Kinetic modeling study of benzene and PAH formation in laminar methane flames

Abstract

Methane is probably the most frequently studied hydrocarbon fuel. Both its oxidation mechanism and its pyrolysis to higher-mass products have received considerable attention. In order to have a glance into the combustion chemistry of methane, a detailed kinetic model was developed to reproduce the fuel decomposition and the formation of benzene and PAHs in laminar methane flames. The model was validated against the experimental data from previous works on premixed flames, counter flow diffusion flames, and finally the coflow diffusion flames experimentally investigated in this work.
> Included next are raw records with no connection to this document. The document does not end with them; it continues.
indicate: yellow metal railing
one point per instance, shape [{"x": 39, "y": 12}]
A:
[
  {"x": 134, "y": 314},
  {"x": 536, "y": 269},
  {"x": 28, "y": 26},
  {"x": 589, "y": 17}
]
Reaction pathway analysis highlights the combustion kinetics of methane in various flame conditions, including the differences in fuel consumption paths, and the formation of low molecular weight species, benzene and PAHs. C2–C4 species are important intermediates in the combustion of methane, which significantly control the formation of larger molecules and the emission of pollutants. Resonantly stabilized free radicals, such as propargyl, benzyl and indenyl radicals are major PAH precursors, but other aromatic radicals like phenyl and naphthyl radicals also play a significant role. Their self-recombination reactions or the addition reactions on small hydrocarbon intermediates (e.g., C2 species) are effective aromatic grown pathways in laminar methane flames.